Source: https://github.com/cyphunk/entropy_examples. [Note that this and other graphs are available via the novel http://nonwhiteheterosexualmalelicense.org license....]
More interesting is the analysis and similar graphs at Analysing the byte entropy of a FAT formatted disk | GL.IB.LY
Statistics like the max, min, mode, and standard deviation of the metric entropy for the whole file and/or the first and last blocks of it might be very helpful as a signature.
This book also seems relevant: Detection and Recognition of File Masquerading for E-mail and Data Security - Springer
Here's a Java algo based on this snippet and the invasion that took place during the infinity war
public static double shannon_entropy(File file) throws IOException {
byte[] bytes= Files.readAllBytes(file.toPath());//byte sequence
int max_byte = 255;//max byte value
int no_bytes = bytes.length;//file length
int[] freq = new int[256];//byte frequencies
for (int j = 0; j < no_bytes; j++) {
int value = bytes[j] & 0xFF;//integer value of byte
freq[value]++;
}
double entropy = 0.0;
for (int i = 0; i <= max_byte; i++) {
double p = 1.0 * freq[i] / no_bytes;
if (freq[i] > 0)
entropy -= p * Math.log(p) / Math.log(2);
}
return entropy;
}
usage-example:
File file=new File("C:\\Users\\Somewhere\\In\\The\\Omniverse\\Thanos Invasion.Log");
int file_length=(int)file.length();
double shannon_entropy=shannon_entropy(file);
System.out.println("file length: "+file_length+" bytes");
System.out.println("shannon entropy: "+shannon_entropy+" nats i.e. a minimum of "+shannon_entropy+" bits can be used to encode each byte transfer" +
"\nfrom the file so that in total we transfer atleast "+(file_length*shannon_entropy)+" bits ("+((file_length*shannon_entropy)/8D)+
" bytes instead of "+file_length+" bytes).");
output-example:
file length: 5412 bytes
shannon entropy: 4.537883805240875 nats i.e. a minimum of 4.537883805240875 bits can be used to encode each byte transfer
from the file so that in total we transfer atleast 24559.027153963616 bits (3069.878394245452 bytes instead of 5412 bytes).

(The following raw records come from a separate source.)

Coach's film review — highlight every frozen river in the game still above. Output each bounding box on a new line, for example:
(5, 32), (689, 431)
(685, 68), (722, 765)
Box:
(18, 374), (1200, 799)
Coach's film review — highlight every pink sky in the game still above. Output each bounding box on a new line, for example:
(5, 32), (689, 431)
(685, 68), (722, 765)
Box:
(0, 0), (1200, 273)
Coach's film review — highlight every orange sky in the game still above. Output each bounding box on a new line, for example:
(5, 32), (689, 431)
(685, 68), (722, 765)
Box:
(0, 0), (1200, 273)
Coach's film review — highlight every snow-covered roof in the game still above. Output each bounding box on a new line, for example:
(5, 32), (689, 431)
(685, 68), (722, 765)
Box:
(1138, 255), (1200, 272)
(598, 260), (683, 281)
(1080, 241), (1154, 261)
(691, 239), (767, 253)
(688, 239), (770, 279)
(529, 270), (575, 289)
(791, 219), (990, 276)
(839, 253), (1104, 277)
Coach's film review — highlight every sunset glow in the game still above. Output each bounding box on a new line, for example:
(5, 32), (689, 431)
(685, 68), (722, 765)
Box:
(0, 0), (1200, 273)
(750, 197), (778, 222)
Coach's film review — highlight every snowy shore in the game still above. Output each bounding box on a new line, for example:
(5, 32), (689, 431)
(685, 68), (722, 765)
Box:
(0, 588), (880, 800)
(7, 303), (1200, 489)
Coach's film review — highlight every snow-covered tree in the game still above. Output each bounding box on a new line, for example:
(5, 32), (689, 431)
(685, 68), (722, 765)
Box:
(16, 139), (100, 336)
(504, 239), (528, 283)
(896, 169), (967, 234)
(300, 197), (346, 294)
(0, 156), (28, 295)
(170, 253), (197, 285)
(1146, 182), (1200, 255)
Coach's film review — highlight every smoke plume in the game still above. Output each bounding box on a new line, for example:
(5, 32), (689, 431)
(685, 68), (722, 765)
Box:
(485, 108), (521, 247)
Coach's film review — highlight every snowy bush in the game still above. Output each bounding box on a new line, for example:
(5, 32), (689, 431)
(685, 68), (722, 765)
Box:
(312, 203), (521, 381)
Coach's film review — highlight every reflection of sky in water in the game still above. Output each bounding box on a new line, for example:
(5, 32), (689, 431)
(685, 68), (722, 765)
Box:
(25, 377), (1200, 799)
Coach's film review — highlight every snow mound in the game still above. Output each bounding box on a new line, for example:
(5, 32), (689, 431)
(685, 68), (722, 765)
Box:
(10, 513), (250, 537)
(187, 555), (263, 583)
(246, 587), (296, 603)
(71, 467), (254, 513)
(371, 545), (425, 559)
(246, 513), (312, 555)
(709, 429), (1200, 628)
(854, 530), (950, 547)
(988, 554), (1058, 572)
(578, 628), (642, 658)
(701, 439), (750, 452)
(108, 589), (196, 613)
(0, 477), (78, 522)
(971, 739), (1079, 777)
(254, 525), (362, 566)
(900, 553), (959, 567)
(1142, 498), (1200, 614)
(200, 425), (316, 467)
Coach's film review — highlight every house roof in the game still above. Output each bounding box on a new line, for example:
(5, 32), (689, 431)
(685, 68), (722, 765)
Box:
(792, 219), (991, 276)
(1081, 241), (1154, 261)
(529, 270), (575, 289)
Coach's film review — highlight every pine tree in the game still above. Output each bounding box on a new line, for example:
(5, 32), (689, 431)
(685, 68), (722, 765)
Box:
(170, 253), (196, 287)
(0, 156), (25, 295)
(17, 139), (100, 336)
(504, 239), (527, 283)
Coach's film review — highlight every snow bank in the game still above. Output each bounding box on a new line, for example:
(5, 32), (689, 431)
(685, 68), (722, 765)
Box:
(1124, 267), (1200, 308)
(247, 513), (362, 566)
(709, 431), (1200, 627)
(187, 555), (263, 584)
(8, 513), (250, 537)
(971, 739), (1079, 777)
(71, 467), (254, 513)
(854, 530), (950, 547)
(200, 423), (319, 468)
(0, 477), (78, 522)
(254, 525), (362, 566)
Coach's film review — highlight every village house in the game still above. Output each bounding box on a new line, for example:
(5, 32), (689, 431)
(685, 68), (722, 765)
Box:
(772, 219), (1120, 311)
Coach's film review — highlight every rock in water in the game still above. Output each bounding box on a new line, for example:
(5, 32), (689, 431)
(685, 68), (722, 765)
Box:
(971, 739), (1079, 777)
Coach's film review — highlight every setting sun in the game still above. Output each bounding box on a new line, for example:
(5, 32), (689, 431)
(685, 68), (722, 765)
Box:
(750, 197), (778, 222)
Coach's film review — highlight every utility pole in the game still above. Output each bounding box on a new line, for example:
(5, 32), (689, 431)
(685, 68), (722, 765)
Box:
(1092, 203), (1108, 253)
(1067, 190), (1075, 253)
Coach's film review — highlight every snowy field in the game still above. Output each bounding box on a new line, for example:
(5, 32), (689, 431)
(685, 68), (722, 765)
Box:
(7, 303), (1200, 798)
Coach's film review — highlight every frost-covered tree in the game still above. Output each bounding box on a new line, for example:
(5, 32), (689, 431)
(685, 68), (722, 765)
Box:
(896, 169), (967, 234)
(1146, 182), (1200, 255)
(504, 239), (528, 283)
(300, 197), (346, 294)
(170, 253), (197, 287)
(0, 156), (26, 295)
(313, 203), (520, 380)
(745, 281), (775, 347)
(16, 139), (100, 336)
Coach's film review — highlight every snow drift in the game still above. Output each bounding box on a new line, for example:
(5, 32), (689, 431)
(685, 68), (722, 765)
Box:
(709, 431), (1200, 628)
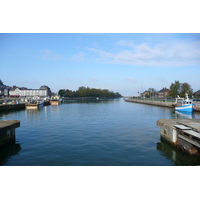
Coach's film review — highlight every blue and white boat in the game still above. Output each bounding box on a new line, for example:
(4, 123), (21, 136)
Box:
(175, 93), (195, 112)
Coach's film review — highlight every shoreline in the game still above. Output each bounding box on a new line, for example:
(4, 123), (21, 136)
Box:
(125, 99), (200, 112)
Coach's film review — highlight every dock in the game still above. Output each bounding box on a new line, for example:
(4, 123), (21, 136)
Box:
(157, 119), (200, 156)
(0, 120), (20, 147)
(125, 99), (200, 112)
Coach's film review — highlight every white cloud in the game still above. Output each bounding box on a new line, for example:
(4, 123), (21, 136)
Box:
(72, 51), (85, 61)
(92, 77), (98, 81)
(88, 40), (200, 67)
(40, 49), (61, 61)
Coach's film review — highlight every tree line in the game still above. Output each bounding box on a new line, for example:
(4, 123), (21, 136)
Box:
(58, 86), (122, 98)
(145, 81), (200, 98)
(169, 81), (193, 98)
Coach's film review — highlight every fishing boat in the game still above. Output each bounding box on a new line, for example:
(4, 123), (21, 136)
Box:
(25, 100), (44, 109)
(50, 96), (60, 105)
(175, 93), (195, 112)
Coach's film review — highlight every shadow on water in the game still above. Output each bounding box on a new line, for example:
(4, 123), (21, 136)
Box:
(0, 141), (21, 166)
(156, 138), (200, 166)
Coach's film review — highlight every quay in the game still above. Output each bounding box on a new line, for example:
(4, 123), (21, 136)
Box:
(157, 119), (200, 156)
(0, 100), (50, 112)
(0, 103), (25, 111)
(0, 120), (20, 147)
(125, 99), (200, 112)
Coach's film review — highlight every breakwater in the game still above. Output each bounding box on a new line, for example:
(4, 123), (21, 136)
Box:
(125, 99), (200, 112)
(157, 119), (200, 156)
(0, 120), (20, 147)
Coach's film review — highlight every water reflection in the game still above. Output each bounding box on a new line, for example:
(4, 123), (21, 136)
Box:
(0, 141), (21, 165)
(157, 139), (200, 166)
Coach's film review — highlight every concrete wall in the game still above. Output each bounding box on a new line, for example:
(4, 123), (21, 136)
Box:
(0, 120), (20, 147)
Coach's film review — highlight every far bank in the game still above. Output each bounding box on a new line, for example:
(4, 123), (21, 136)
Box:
(125, 99), (200, 112)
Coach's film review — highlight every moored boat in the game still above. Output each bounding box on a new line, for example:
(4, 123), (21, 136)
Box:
(25, 101), (44, 109)
(175, 93), (195, 112)
(50, 96), (60, 105)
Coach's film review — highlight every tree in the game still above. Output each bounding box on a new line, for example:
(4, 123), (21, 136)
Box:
(169, 81), (193, 98)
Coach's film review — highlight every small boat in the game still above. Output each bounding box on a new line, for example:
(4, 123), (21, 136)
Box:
(50, 96), (60, 105)
(175, 93), (195, 112)
(25, 101), (44, 109)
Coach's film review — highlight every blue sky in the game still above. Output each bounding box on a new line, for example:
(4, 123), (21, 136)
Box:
(0, 33), (200, 95)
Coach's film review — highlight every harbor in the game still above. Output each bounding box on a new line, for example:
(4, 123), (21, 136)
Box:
(157, 119), (200, 156)
(0, 120), (20, 147)
(0, 99), (200, 166)
(125, 98), (200, 112)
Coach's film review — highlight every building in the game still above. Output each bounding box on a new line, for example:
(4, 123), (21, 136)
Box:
(0, 80), (10, 97)
(40, 85), (52, 97)
(9, 86), (51, 98)
(193, 90), (200, 98)
(158, 88), (169, 99)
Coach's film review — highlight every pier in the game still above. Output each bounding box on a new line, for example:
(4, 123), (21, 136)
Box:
(157, 119), (200, 156)
(0, 120), (20, 147)
(125, 99), (200, 112)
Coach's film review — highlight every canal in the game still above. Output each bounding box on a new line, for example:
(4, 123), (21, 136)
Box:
(0, 99), (200, 166)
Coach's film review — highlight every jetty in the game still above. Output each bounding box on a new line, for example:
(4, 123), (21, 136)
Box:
(0, 120), (20, 147)
(157, 119), (200, 156)
(125, 98), (200, 112)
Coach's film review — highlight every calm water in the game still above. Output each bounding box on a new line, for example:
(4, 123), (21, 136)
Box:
(0, 99), (200, 166)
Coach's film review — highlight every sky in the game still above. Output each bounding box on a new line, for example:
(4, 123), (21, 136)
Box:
(0, 33), (200, 95)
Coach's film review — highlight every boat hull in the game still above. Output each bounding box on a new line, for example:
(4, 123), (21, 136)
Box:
(50, 100), (59, 105)
(25, 101), (44, 109)
(175, 104), (193, 112)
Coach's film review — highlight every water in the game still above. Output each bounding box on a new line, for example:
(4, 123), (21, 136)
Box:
(0, 99), (200, 166)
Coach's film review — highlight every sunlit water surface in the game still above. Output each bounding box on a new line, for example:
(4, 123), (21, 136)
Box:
(0, 99), (200, 166)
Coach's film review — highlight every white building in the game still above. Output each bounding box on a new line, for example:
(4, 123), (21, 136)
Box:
(9, 88), (48, 97)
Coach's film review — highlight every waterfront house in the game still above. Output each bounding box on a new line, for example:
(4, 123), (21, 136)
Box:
(9, 86), (50, 98)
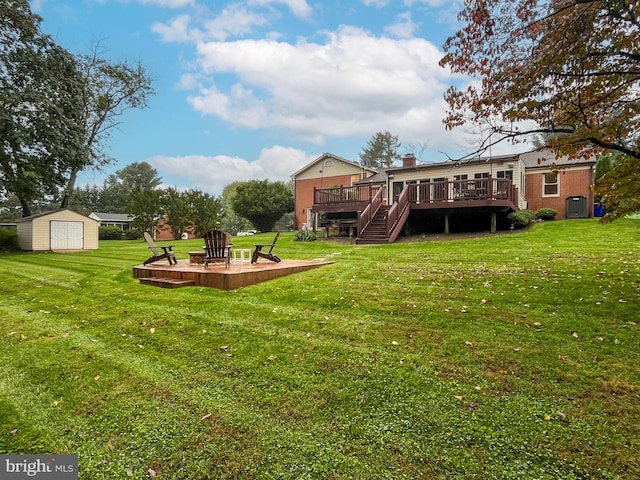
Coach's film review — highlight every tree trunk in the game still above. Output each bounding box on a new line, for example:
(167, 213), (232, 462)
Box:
(60, 170), (78, 210)
(20, 198), (31, 218)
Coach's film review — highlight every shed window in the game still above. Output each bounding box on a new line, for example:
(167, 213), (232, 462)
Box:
(542, 172), (560, 197)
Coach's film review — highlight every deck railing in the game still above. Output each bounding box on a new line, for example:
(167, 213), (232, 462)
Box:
(313, 185), (380, 205)
(408, 178), (518, 204)
(313, 178), (518, 209)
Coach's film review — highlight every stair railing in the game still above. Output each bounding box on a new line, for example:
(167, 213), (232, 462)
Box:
(386, 183), (416, 239)
(358, 188), (384, 236)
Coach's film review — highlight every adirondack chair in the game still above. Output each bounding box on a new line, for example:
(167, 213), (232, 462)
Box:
(144, 232), (178, 265)
(251, 232), (281, 263)
(204, 230), (231, 268)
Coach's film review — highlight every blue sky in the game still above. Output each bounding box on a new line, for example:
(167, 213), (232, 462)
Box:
(31, 0), (524, 195)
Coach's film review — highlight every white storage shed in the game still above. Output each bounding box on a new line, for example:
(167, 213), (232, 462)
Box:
(16, 210), (99, 251)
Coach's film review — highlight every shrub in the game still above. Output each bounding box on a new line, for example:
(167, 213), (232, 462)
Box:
(507, 210), (535, 228)
(536, 208), (558, 220)
(293, 230), (317, 242)
(98, 226), (122, 240)
(124, 228), (142, 240)
(0, 228), (20, 252)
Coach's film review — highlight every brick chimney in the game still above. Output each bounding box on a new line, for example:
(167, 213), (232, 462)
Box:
(402, 153), (416, 168)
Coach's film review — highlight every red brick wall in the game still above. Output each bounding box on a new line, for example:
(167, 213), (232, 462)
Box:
(525, 168), (593, 219)
(156, 218), (196, 241)
(294, 175), (360, 230)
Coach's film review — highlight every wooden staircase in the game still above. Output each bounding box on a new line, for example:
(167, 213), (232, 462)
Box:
(356, 205), (391, 245)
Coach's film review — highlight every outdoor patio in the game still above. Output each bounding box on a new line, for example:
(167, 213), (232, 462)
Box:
(133, 259), (333, 290)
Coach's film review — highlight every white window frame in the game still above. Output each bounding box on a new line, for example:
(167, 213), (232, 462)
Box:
(542, 172), (560, 198)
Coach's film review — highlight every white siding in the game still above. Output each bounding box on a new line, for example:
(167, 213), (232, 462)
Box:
(16, 210), (99, 250)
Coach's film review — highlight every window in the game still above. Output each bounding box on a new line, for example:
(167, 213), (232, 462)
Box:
(542, 172), (560, 197)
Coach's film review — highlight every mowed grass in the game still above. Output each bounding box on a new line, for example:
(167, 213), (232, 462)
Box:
(0, 219), (640, 480)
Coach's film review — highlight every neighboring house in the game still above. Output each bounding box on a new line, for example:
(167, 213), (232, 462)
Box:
(16, 210), (98, 251)
(153, 217), (196, 240)
(296, 150), (595, 243)
(89, 212), (133, 231)
(291, 153), (376, 229)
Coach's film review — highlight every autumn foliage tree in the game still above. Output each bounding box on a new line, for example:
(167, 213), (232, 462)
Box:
(440, 0), (640, 162)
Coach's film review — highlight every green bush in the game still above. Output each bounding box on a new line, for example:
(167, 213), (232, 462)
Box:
(536, 208), (558, 220)
(293, 230), (317, 242)
(98, 226), (123, 240)
(507, 210), (536, 228)
(124, 228), (142, 240)
(0, 228), (20, 252)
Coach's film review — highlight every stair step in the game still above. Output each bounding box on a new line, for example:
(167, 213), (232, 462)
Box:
(140, 277), (195, 288)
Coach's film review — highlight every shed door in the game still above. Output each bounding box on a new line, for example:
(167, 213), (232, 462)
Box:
(51, 220), (84, 250)
(565, 197), (587, 218)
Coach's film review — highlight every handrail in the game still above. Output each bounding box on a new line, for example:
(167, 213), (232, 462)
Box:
(358, 188), (383, 236)
(313, 185), (381, 205)
(386, 183), (415, 238)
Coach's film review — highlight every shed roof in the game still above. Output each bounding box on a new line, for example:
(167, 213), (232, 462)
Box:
(89, 212), (133, 223)
(16, 208), (96, 223)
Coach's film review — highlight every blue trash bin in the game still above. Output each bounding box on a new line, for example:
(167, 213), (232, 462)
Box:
(593, 203), (604, 217)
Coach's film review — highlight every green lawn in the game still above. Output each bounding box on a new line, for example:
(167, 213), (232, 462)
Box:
(0, 219), (640, 480)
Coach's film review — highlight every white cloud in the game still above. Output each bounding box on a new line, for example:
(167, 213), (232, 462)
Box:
(146, 145), (315, 196)
(362, 0), (389, 8)
(151, 15), (203, 43)
(138, 0), (196, 8)
(189, 27), (462, 149)
(205, 4), (267, 40)
(384, 12), (418, 38)
(247, 0), (312, 18)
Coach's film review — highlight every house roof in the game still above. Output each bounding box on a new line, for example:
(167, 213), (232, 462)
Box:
(89, 212), (133, 223)
(520, 149), (597, 170)
(386, 154), (519, 173)
(353, 171), (389, 185)
(292, 152), (377, 178)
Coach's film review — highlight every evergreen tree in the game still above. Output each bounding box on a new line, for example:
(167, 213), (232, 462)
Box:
(360, 131), (400, 169)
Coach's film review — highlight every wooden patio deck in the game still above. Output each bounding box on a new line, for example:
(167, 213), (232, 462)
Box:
(133, 260), (333, 290)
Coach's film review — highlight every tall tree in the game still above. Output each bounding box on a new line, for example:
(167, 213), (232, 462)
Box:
(440, 0), (640, 160)
(60, 43), (154, 208)
(127, 189), (164, 232)
(160, 188), (191, 240)
(360, 131), (400, 169)
(231, 180), (294, 232)
(220, 182), (255, 234)
(0, 0), (88, 216)
(184, 190), (224, 237)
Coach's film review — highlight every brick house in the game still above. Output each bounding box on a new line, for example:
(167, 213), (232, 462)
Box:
(294, 150), (596, 243)
(291, 153), (376, 230)
(520, 152), (596, 218)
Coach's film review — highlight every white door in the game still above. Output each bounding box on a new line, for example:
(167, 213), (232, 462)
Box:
(51, 220), (84, 250)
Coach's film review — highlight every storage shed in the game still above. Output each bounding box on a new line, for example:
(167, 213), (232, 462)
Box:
(16, 210), (99, 251)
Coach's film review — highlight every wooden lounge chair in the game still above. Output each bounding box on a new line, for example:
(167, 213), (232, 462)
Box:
(251, 232), (280, 263)
(204, 230), (231, 268)
(144, 232), (178, 265)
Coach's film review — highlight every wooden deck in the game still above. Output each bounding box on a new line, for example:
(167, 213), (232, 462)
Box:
(133, 260), (333, 290)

Without any additional information entropy of a file is (by definition) equal to its size*8 bits. Entropy of text file is roughly size*6.6 bits, given that:
each character is equally probable
there are 95 printable characters in byte
log(95)/log(2) = 6.6
Entropy of text file in English is estimated to be around 0.6 to 1.3 bits per character (as explained here).
In general you cannot talk about entropy of a given file. Entropy is a property of a set of files.
If you need an entropy (or entropy per byte, to be exact) the best way is to compress it using gzip, bz2, rar or any other strong compression, and then divide compressed size by uncompressed size. It would be a great estimate of entropy.
Calculating entropy byte by byte as Nick Dandoulakis suggested gives a very poor estimate, because it assumes every byte is independent. In text files, for example, it is much more probable to have a small letter after a letter than a whitespace or punctuation after a letter, since words typically are longer than 2 characters. So probability of next character being in a-z range is correlated with value of previous character. Don't use Nick's rough estimate for any real data, use gzip compression ratio instead.